So­mos los descubridores de una tierra ignorada. No te muevas. Si los jardineros nos vieran, dispara­rían contra nosotros. Debemos permanecer clavados como los armiños en la puerta del establo: ¡Mira! No te muevas. Agárrate con fuerza a los hierbajos del muro.»

«Veo a una señora escribiendo. Veo a los jardi­neros que barren», dijo Susan. «Si muriésemos aquí, nadie nos enterraría.»

«¡Corre!», dijo Bernard. «¡Corre! ¡El jardinero de la barba negra nos ha visto! ¡Nos pegará un tiro! ¡Disparará contra nosotros como si fuéramos grajos y quedaremos clavados en el muro! Estamos en tie­rra hostil. Debemos huir hacia el bosque de hayas. Debemos escondernos bajo las copas de los árboles. Mientras veníamos he movido una ramita caída. Hay un sendero secreto. Agáchate cuanto puedas. Pen­sarán que somos zorros. ¡Corre!

»Ahora estamos a salvo. Podemos erguirnos de nuevo. Podemos estirar los, brazos bajo este alto dosel, en este vasto bosque. Nada oigo. Es sólo el murmullo de las olas en el aire. Esto es una paloma torcaz que busca cobijo en las copas más altas de las hayas. La paloma bate el aire. La paloma bate el aire con alas de madera.»

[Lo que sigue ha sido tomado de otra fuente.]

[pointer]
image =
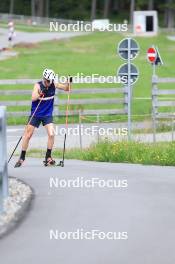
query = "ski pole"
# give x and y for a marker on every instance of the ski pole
(67, 115)
(25, 129)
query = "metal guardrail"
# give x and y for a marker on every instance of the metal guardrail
(3, 157)
(162, 98)
(120, 101)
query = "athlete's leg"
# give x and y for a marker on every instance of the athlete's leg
(50, 133)
(27, 136)
(25, 142)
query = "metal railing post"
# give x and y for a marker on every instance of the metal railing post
(3, 154)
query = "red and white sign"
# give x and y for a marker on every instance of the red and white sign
(152, 55)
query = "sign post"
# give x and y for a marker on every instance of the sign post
(128, 50)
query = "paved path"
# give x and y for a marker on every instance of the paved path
(146, 210)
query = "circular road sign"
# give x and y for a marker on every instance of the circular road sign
(128, 46)
(152, 55)
(123, 74)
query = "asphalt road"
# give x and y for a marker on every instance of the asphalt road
(145, 210)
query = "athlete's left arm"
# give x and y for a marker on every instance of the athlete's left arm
(62, 86)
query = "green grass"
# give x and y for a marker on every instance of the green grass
(94, 53)
(121, 152)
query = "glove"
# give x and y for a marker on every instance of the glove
(69, 79)
(43, 92)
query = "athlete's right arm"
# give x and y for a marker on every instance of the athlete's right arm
(36, 92)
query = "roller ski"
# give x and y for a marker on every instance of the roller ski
(49, 162)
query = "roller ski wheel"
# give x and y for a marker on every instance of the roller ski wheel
(49, 162)
(61, 163)
(18, 163)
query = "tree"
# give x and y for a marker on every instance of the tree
(106, 8)
(150, 4)
(33, 8)
(93, 9)
(132, 8)
(11, 11)
(40, 8)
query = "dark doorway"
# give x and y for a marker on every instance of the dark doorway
(149, 23)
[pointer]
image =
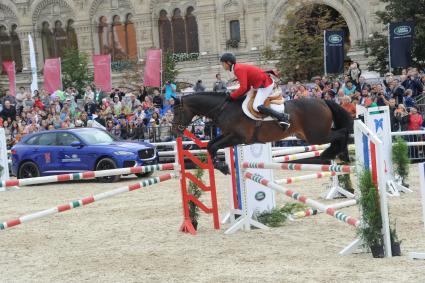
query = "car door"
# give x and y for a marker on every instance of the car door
(73, 159)
(44, 152)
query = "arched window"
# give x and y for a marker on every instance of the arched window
(191, 31)
(60, 39)
(71, 35)
(165, 36)
(118, 40)
(48, 41)
(235, 31)
(179, 32)
(130, 37)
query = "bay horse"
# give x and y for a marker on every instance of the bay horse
(311, 120)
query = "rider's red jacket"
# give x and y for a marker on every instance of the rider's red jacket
(249, 76)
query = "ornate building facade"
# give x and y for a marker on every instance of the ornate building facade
(127, 28)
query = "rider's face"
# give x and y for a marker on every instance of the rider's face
(226, 66)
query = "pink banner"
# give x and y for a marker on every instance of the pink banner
(152, 75)
(102, 72)
(9, 69)
(52, 75)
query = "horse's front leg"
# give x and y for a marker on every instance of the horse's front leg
(221, 143)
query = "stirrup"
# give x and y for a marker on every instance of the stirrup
(284, 125)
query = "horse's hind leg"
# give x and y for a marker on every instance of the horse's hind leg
(338, 140)
(220, 143)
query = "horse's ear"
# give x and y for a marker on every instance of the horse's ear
(177, 101)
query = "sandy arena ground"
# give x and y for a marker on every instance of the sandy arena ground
(134, 238)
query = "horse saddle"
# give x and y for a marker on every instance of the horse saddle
(274, 101)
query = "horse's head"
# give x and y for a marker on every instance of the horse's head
(182, 117)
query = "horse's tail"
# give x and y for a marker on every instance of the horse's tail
(343, 126)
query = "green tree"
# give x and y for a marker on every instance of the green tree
(300, 42)
(75, 72)
(169, 71)
(398, 11)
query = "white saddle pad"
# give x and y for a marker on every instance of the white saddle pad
(277, 107)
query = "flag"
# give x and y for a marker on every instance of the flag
(52, 75)
(152, 74)
(401, 41)
(34, 83)
(102, 72)
(9, 68)
(334, 52)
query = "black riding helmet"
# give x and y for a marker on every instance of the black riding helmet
(228, 57)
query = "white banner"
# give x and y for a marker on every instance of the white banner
(259, 197)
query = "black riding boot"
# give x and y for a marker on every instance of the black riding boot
(283, 118)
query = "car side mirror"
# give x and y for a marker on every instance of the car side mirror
(77, 144)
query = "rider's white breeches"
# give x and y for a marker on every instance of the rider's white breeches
(262, 94)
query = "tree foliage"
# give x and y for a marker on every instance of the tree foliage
(300, 42)
(398, 11)
(75, 72)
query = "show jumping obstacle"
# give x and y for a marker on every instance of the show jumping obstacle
(369, 150)
(296, 196)
(85, 201)
(186, 227)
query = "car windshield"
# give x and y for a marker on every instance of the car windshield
(97, 137)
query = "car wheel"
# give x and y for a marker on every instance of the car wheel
(28, 170)
(107, 164)
(144, 175)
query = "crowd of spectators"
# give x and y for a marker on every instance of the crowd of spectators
(146, 114)
(401, 93)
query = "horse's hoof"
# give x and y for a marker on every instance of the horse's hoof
(222, 167)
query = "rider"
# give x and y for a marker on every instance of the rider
(252, 76)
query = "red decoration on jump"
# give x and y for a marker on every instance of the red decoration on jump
(187, 226)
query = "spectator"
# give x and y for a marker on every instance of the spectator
(413, 83)
(415, 120)
(219, 85)
(348, 106)
(362, 84)
(349, 89)
(134, 102)
(9, 97)
(90, 107)
(354, 73)
(157, 100)
(402, 117)
(393, 121)
(89, 94)
(8, 111)
(170, 90)
(408, 99)
(142, 93)
(199, 87)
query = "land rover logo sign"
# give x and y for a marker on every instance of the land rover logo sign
(402, 30)
(260, 195)
(335, 39)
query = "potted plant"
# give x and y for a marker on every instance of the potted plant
(371, 229)
(395, 242)
(196, 192)
(401, 160)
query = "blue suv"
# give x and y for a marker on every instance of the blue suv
(78, 150)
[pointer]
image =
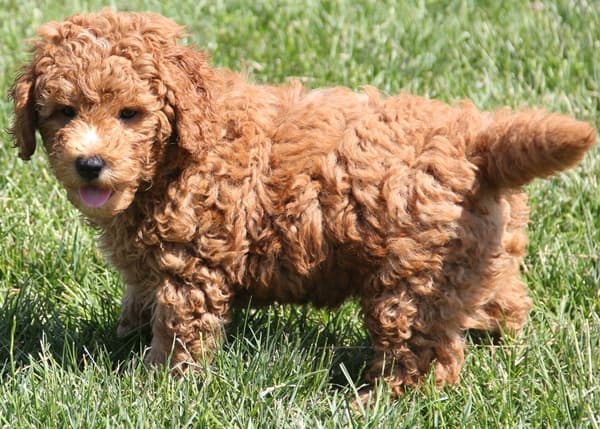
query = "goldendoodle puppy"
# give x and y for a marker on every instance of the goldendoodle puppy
(210, 192)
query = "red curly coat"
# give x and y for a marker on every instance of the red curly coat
(212, 191)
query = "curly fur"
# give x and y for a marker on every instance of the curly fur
(224, 192)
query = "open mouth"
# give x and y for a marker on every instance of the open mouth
(93, 196)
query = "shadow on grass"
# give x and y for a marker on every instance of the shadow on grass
(34, 319)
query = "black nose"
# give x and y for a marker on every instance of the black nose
(89, 168)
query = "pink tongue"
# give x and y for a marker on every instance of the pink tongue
(93, 196)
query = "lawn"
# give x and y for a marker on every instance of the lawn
(60, 363)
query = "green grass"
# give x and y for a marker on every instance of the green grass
(60, 363)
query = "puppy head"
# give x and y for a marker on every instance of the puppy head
(109, 94)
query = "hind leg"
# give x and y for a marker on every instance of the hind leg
(504, 302)
(411, 333)
(506, 310)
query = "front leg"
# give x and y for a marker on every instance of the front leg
(188, 320)
(135, 310)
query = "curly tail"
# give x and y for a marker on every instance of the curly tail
(515, 148)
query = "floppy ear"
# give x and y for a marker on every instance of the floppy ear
(25, 120)
(187, 76)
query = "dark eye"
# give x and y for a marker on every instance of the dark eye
(68, 112)
(127, 114)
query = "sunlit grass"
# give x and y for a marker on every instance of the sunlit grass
(60, 363)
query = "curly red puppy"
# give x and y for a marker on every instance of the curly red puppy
(209, 191)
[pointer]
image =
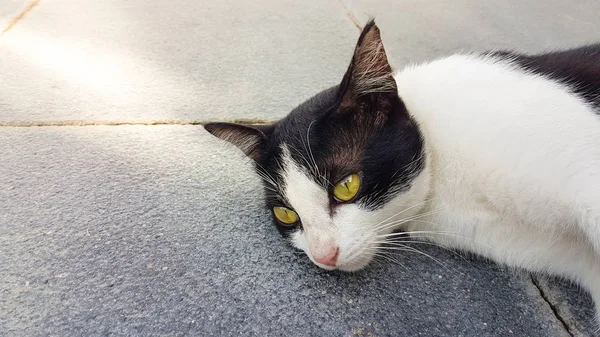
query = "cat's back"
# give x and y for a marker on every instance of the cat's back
(510, 127)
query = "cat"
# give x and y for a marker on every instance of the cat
(497, 154)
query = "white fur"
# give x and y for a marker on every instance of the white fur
(513, 173)
(515, 162)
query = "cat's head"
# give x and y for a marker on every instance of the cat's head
(343, 169)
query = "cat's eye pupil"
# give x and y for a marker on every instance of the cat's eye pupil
(285, 215)
(347, 188)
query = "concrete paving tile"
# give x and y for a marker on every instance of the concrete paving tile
(171, 60)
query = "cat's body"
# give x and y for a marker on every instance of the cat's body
(496, 154)
(514, 165)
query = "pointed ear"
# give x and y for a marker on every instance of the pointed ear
(247, 138)
(369, 72)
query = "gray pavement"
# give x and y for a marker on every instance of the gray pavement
(159, 229)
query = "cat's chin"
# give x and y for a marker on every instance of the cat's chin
(356, 264)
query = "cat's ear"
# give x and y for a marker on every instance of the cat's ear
(249, 139)
(369, 72)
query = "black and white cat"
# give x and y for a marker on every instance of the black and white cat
(496, 154)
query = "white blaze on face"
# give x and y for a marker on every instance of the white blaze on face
(311, 202)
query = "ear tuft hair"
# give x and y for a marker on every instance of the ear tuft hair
(248, 139)
(370, 71)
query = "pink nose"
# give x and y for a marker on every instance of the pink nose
(329, 258)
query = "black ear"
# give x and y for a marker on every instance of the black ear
(248, 139)
(369, 72)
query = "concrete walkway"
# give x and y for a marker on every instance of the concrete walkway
(120, 216)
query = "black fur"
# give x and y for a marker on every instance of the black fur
(577, 68)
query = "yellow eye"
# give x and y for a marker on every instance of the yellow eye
(285, 215)
(346, 189)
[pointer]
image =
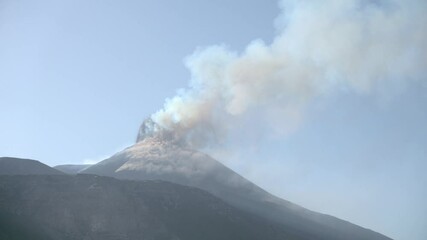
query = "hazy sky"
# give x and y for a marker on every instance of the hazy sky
(77, 78)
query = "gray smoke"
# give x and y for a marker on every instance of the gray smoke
(321, 47)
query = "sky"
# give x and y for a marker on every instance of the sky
(77, 78)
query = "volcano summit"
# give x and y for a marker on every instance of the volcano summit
(160, 155)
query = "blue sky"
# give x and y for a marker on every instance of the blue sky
(77, 78)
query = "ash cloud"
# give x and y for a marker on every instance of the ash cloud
(320, 47)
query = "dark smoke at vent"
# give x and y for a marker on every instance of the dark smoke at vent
(321, 47)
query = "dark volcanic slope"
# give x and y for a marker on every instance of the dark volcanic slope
(154, 158)
(71, 168)
(18, 166)
(93, 207)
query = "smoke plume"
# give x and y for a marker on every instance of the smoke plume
(320, 47)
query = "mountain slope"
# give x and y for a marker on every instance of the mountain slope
(155, 158)
(18, 166)
(93, 207)
(71, 168)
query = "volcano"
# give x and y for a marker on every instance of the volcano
(160, 156)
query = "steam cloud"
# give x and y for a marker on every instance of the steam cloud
(321, 46)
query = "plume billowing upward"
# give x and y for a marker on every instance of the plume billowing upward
(321, 46)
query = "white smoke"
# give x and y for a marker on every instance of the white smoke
(321, 46)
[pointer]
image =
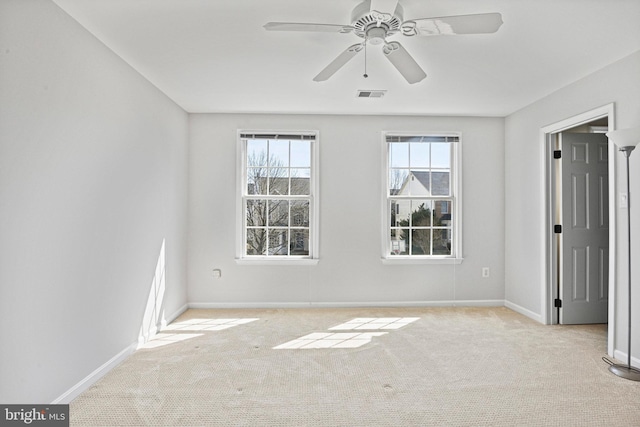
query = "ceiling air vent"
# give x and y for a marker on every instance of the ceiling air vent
(371, 93)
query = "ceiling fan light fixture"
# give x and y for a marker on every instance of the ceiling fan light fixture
(376, 35)
(371, 93)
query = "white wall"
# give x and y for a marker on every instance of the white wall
(93, 178)
(350, 270)
(618, 83)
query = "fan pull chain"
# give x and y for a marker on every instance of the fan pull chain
(365, 75)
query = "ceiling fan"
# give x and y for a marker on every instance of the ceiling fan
(375, 20)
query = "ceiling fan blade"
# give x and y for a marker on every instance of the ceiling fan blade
(339, 62)
(403, 62)
(482, 23)
(385, 8)
(296, 26)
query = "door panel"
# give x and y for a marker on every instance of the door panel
(585, 234)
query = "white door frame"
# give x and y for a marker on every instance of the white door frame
(547, 287)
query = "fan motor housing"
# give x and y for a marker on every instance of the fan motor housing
(364, 19)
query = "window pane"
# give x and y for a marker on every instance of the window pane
(399, 155)
(300, 213)
(442, 213)
(279, 185)
(421, 213)
(256, 213)
(421, 242)
(278, 213)
(278, 242)
(419, 155)
(442, 241)
(256, 152)
(397, 178)
(300, 154)
(257, 181)
(399, 241)
(299, 242)
(279, 153)
(441, 155)
(256, 241)
(420, 183)
(401, 212)
(440, 183)
(300, 182)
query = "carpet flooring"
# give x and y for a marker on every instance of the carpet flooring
(364, 367)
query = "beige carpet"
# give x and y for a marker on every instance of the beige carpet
(450, 367)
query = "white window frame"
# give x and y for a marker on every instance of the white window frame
(456, 256)
(242, 196)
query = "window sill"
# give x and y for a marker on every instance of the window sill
(270, 261)
(399, 260)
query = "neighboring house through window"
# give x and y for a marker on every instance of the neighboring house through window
(422, 197)
(278, 196)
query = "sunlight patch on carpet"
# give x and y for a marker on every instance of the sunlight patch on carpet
(374, 323)
(330, 340)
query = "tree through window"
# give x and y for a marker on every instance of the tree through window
(277, 197)
(421, 196)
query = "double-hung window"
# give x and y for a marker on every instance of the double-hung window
(422, 198)
(278, 196)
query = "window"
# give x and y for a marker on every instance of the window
(278, 192)
(422, 197)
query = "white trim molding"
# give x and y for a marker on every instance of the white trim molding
(93, 377)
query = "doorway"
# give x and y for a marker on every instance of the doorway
(570, 283)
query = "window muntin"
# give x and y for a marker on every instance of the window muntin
(277, 196)
(421, 197)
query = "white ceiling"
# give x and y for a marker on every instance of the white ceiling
(215, 56)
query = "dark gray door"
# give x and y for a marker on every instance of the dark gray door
(585, 228)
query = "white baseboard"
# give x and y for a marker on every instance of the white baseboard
(92, 378)
(525, 312)
(176, 314)
(274, 305)
(623, 358)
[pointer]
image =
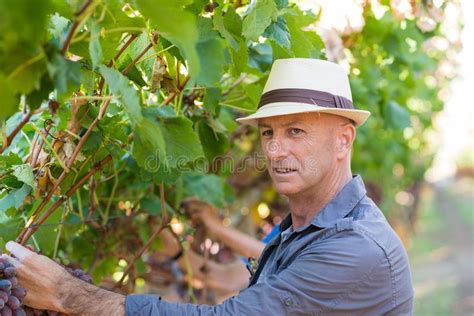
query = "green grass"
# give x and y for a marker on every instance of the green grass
(439, 301)
(429, 224)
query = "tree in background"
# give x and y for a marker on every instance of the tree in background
(114, 112)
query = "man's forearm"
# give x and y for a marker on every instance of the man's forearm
(81, 298)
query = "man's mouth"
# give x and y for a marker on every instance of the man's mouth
(283, 170)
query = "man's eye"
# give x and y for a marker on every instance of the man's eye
(296, 131)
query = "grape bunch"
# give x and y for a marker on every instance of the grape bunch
(11, 294)
(78, 273)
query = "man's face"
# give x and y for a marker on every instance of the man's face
(300, 150)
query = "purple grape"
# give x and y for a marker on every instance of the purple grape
(14, 282)
(86, 278)
(9, 272)
(6, 311)
(13, 302)
(19, 292)
(29, 311)
(5, 285)
(19, 312)
(37, 311)
(78, 273)
(3, 296)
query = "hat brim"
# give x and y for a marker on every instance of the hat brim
(286, 108)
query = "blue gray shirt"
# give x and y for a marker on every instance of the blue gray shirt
(346, 261)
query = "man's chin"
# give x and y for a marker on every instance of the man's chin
(286, 189)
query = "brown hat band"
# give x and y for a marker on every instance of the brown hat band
(315, 97)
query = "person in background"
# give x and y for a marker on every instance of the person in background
(335, 253)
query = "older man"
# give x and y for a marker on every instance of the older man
(335, 254)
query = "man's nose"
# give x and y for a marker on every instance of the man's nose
(276, 149)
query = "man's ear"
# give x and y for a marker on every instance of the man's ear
(345, 139)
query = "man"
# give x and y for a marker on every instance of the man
(335, 254)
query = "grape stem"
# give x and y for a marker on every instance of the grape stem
(22, 238)
(163, 225)
(18, 128)
(75, 25)
(30, 229)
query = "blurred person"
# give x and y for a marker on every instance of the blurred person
(335, 253)
(225, 278)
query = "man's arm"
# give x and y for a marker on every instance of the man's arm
(49, 286)
(238, 241)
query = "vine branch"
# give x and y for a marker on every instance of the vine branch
(74, 26)
(163, 225)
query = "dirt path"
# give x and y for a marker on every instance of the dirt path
(442, 252)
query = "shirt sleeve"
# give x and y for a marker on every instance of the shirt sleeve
(347, 274)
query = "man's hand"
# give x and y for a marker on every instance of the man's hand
(49, 286)
(40, 276)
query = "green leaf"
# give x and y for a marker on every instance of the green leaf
(304, 44)
(211, 54)
(240, 58)
(65, 74)
(15, 198)
(149, 146)
(121, 89)
(261, 14)
(182, 143)
(211, 100)
(206, 187)
(24, 173)
(218, 21)
(7, 161)
(215, 144)
(278, 31)
(9, 101)
(95, 50)
(175, 24)
(397, 116)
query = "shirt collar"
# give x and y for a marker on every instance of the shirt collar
(341, 205)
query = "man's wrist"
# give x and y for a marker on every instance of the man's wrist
(80, 298)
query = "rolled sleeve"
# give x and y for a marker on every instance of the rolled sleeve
(344, 275)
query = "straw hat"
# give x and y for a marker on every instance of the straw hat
(300, 85)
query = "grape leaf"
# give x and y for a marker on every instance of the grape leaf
(24, 173)
(65, 74)
(175, 24)
(95, 50)
(206, 187)
(122, 90)
(261, 14)
(215, 144)
(218, 21)
(396, 116)
(182, 143)
(279, 32)
(211, 54)
(149, 146)
(9, 101)
(15, 198)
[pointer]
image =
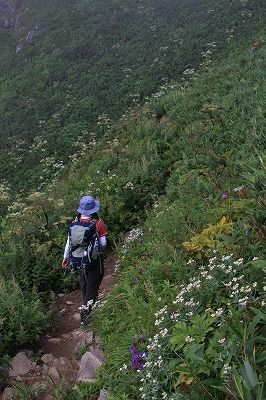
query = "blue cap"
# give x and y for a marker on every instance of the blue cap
(88, 205)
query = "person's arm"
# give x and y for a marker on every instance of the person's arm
(103, 242)
(65, 259)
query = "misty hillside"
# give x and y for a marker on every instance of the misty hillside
(157, 110)
(70, 69)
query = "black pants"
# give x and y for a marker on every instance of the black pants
(90, 281)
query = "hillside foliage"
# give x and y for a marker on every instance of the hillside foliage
(181, 170)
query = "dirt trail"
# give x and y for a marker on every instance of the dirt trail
(67, 309)
(62, 342)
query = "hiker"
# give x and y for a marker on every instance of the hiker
(84, 251)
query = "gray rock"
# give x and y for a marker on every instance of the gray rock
(53, 373)
(89, 363)
(86, 341)
(7, 23)
(8, 394)
(20, 365)
(48, 359)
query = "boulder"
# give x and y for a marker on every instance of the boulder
(20, 365)
(48, 359)
(89, 363)
(9, 394)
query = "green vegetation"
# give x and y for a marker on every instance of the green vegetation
(182, 171)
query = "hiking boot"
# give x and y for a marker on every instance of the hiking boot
(84, 315)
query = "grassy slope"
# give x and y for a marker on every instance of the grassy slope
(111, 56)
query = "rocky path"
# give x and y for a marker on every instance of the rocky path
(65, 352)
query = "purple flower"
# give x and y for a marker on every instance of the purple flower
(137, 360)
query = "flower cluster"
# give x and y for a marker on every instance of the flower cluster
(215, 287)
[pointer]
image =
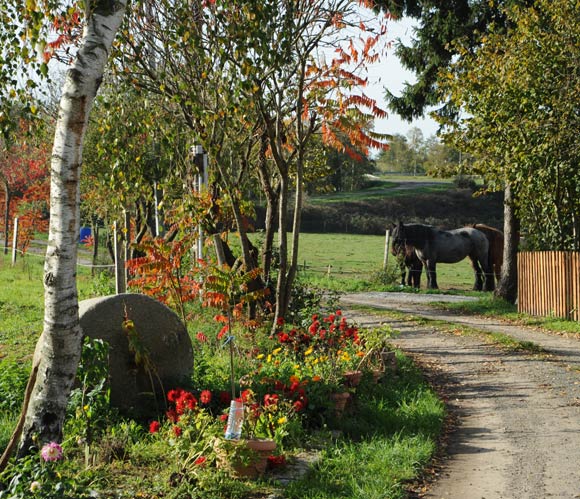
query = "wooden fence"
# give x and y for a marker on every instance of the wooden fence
(549, 283)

«Ahora te alejas», dijo Susan, «hilando frases. Ahora asciendes como el hilo de un globo, más y más arriba, a través de capas de hojas, fuera de mi alcance. Ahora remoloneas. Me tiras de la falda, mirando hacia atrás, haciendo frases. Te has esca­pado de mí. Ahí está el jardín. Aquí el seto. Aquí está Rhoda en el sendero. Aquí está Rhoda en jet sendero, meciendo pétalos en el cuenco castaña.»

«Todos mis buques son blancos», dijo Rhoda.